Recently, the first annual Food Tank Summit brought together more than 75 speakers, 300 participants, and 15,000 live-stream viewers to discuss and exchange ideas on a variety of food and agriculture topics. Among the panels was a session dedicated to Democratizing Innovation.
Keynote speaker John Fisk, Director of the Wallace Center at Winrock International, began the session by defining democratizing innovation as scaling innovations with the purpose of enabling self determination.

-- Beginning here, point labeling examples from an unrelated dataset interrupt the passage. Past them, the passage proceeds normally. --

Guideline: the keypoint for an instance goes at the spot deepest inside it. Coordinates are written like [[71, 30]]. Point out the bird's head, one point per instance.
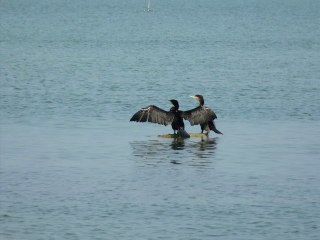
[[199, 98], [174, 103]]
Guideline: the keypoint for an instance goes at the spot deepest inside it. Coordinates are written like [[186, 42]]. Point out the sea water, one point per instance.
[[73, 73]]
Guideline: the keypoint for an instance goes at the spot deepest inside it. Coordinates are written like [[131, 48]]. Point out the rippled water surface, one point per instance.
[[74, 167]]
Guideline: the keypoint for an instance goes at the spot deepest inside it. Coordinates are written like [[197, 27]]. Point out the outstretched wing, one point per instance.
[[153, 114], [199, 115]]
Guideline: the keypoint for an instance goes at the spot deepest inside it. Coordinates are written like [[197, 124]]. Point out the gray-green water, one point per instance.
[[74, 167]]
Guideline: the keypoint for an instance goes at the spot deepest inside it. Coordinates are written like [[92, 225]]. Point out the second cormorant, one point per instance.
[[201, 115]]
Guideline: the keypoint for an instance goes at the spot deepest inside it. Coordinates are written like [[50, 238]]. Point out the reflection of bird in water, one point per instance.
[[202, 115], [178, 144], [155, 114]]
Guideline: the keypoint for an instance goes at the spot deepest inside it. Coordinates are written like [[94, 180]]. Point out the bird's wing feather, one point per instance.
[[199, 115], [153, 114]]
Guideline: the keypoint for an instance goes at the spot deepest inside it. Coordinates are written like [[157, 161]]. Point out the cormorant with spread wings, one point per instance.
[[201, 115], [155, 114]]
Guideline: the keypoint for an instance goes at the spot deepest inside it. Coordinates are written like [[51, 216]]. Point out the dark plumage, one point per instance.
[[155, 114], [201, 115]]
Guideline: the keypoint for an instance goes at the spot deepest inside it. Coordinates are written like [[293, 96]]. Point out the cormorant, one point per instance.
[[201, 115], [155, 114]]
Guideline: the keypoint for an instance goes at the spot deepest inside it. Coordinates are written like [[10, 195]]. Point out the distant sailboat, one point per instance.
[[149, 6]]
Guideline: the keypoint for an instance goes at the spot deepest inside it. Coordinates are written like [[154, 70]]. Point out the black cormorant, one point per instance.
[[201, 115], [155, 114]]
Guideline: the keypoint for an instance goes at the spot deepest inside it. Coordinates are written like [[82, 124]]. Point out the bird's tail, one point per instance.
[[213, 128], [182, 133]]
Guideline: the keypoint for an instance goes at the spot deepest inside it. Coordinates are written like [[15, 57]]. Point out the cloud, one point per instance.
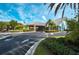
[[44, 18]]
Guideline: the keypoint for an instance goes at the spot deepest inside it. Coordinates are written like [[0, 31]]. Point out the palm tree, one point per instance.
[[63, 6], [51, 25]]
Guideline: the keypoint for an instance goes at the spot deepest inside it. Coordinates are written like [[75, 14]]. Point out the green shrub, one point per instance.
[[56, 46]]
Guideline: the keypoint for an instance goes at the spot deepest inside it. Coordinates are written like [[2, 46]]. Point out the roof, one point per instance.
[[59, 21], [37, 24]]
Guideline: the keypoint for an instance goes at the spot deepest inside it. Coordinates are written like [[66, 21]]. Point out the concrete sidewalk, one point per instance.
[[33, 48]]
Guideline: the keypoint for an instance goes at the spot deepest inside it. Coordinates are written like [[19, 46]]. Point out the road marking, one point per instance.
[[8, 39], [25, 41]]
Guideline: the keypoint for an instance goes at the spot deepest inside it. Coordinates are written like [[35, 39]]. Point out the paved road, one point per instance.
[[63, 33], [20, 43]]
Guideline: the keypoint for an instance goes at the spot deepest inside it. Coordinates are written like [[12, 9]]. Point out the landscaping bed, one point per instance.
[[56, 46]]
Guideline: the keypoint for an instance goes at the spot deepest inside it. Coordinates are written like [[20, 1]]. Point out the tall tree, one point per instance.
[[51, 25], [74, 6], [13, 24]]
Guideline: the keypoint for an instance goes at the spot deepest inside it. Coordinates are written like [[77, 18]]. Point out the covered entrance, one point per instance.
[[37, 27]]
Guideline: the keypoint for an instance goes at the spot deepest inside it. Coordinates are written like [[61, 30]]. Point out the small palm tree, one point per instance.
[[51, 25], [63, 6]]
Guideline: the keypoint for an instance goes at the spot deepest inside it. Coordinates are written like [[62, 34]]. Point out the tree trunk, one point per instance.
[[78, 12]]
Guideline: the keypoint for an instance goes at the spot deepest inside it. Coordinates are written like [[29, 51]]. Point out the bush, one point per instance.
[[57, 46], [49, 31]]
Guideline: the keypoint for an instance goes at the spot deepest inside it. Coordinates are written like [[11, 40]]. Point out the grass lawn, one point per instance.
[[55, 46], [42, 50]]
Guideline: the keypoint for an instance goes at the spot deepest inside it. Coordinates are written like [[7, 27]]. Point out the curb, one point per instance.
[[33, 48]]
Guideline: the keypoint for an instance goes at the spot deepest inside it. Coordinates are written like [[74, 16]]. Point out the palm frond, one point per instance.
[[57, 8], [71, 5], [63, 10], [63, 5], [51, 6]]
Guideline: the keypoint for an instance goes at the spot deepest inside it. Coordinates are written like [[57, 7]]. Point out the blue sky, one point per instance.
[[30, 13]]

Seven panelists spoke about their different approaches to scaling up and scaling out innovations—from shifting investment practices to targeting supply chains—but all were joined by optimism for disruptive food system changes that would make the existing model obsolete.
Panelists also emphasized the importance of bringing together and engaging different stakeholders in the food system, including local governments, smallholder farmers, and public and private sectors in order to drive changes on the ground.